Elimination of natural gas will hit Vancouverites in the wallet
Hardly a day goes by in Vancouver when you don’t hear residents discussing how unaffordable it is to live there. Unfortunately, the situation will likely get worse for Vancouverites. Why? Vancouver city council recently passed its Renewable City Strategy, which intends to eliminate the use of non-renewable natural gas in the city by 2050.
This move could hit Vancouverites right in their wallets.
Vancouver’s current natural gas use is extensive—not surprising since natural gas is abundant, affordable and the cleanest fossil fuel.

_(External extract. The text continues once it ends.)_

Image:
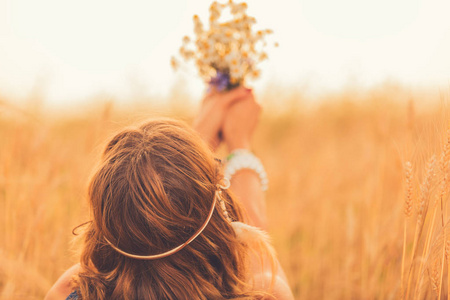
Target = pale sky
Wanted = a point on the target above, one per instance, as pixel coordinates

According to figures from the city, in 2014, 56 per cent of energy use by residences came from natural gas. The number for commercial, institutional and industrial users is 37 per cent of energy use. All told, in 2014, Vancouver residents and businesses used about 21 million gigajoules (GJ) of natural gas-derived energy. Vancouver city council wants to drop that number to zero by 2050.

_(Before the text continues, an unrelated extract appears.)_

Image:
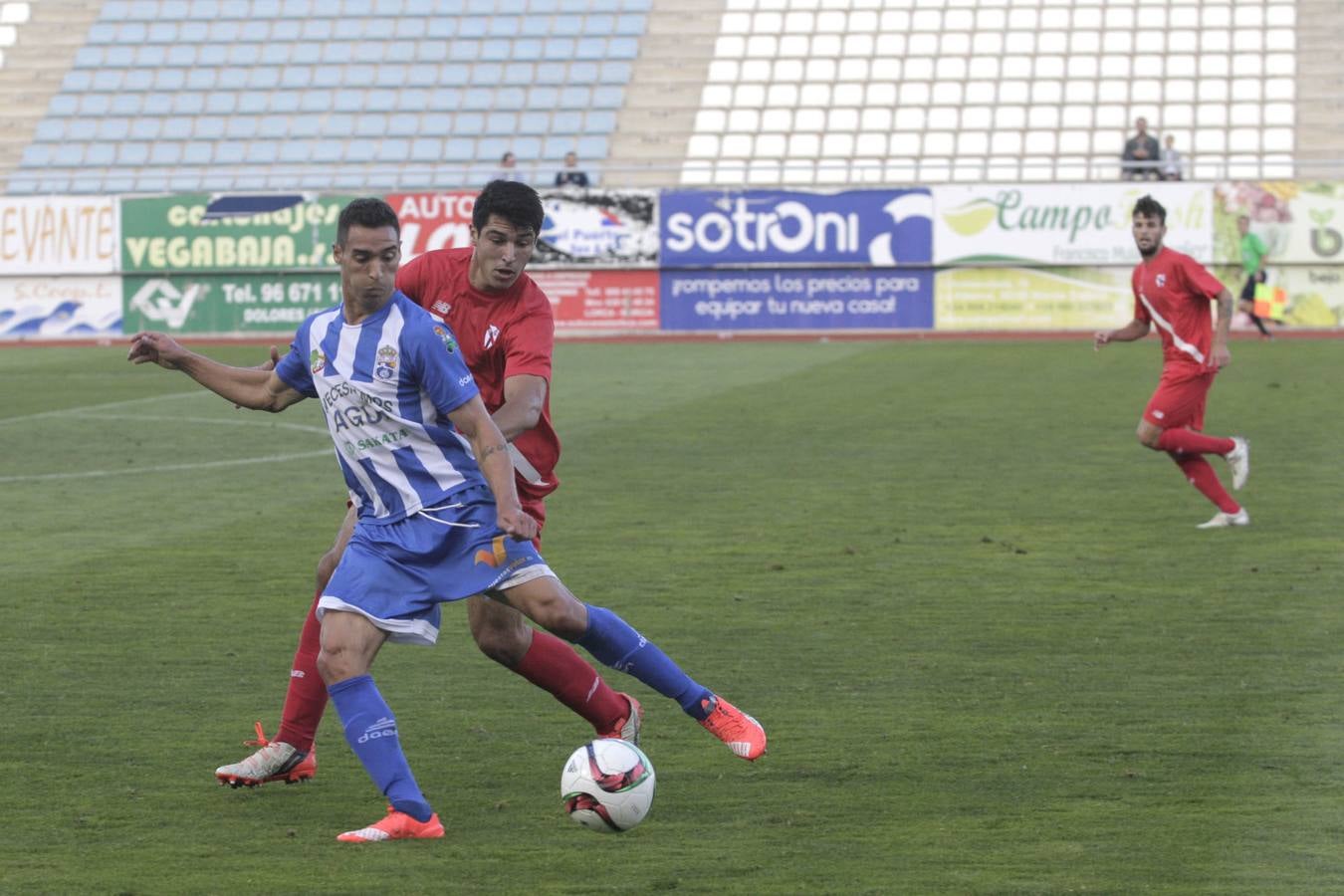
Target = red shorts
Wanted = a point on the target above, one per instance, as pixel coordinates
(1179, 399)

The cost of this transition for Vancouver residences and businesses could be substantial. When the plan was unveiled, the president and CEO of FortisBC (the company that provides natural gas to approximately 108,000 residential and commercial customers in Vancouver) sent a letter to Vancouver’s mayor and city council, expressing his concern about the plan, calling it “impractical” and noting its “potential to increase costs for energy users in the city.” FortisBC also estimated that if a family of four in Vancouver had to use electricity for their space and water heating—instead of natural gas—they would spend an additional $1,500 a year.

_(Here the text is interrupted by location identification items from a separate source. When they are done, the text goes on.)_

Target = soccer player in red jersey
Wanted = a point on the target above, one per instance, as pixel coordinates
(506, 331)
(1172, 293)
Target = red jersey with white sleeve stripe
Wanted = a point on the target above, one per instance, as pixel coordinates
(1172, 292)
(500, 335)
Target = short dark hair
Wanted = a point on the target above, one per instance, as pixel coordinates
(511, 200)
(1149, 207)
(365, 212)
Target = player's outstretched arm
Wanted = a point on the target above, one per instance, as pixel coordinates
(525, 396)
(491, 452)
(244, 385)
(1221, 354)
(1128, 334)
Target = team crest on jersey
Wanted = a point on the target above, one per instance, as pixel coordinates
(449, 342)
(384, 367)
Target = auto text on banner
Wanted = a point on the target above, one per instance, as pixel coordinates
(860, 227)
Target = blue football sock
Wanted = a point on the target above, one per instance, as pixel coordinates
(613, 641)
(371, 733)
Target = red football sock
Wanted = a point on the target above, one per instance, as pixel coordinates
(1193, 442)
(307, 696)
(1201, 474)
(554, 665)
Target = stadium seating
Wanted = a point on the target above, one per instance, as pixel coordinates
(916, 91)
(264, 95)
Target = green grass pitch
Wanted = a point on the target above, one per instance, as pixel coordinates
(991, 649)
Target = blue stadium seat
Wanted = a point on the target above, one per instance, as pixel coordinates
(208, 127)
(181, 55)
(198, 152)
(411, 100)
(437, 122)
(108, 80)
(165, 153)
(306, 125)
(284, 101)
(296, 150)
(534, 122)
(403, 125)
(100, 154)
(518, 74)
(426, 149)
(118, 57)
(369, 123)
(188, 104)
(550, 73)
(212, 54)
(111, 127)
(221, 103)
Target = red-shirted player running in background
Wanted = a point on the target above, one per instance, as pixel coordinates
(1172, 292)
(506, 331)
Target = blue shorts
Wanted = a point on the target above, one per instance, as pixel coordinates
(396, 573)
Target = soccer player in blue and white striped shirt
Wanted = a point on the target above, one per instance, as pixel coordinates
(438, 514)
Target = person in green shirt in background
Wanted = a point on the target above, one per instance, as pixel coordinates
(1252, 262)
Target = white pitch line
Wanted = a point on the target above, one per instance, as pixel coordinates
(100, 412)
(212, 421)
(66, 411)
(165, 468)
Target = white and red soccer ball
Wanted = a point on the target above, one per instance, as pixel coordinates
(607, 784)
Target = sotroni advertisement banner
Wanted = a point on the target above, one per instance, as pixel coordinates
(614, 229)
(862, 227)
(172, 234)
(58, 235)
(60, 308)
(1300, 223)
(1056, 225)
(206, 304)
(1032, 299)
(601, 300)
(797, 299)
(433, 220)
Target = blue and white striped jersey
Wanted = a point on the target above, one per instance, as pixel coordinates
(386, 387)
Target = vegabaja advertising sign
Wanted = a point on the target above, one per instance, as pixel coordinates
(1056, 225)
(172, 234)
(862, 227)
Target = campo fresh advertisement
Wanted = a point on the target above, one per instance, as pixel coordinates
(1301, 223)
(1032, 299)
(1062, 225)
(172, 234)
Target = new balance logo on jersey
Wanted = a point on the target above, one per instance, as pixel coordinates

In trying to defend the elimination of natural gas from the city, Vancouver’s city manager said the move is merely about transitioning from non-renewable to renewable natural gas. Even if this is the case, the additional costs for consumers will likely still be high.
For example, FortisBC already offers a service where consumers can choose to have all or a percentage of the gas delivered to their homes come from renewable sources. They also provide estimates of what the additional cost will be to consume renewable natural gas.
For an average customer (annual use of 90 GJ) in the Lower Mainland, if 100 per cent of your natural gas came from renewable sources, which it would have to if Vancouver eliminated all non-renewable natural gas use in the city, you would pay an additional $1,060.20 per year.
If you are a small business consuming 300 GJ of natural gas, to have 100 per cent of that gas come from renewable sources would cost an extra $3,534.00 per year. For large businesses (3,000 GJ of consumption), the additional costs would total $35,340.00 per year.
One thing seems clear about Vancouver city council’s goal to eliminate the use of non-renewable natural gas in the city: higher costs are on the way for residences and businesses.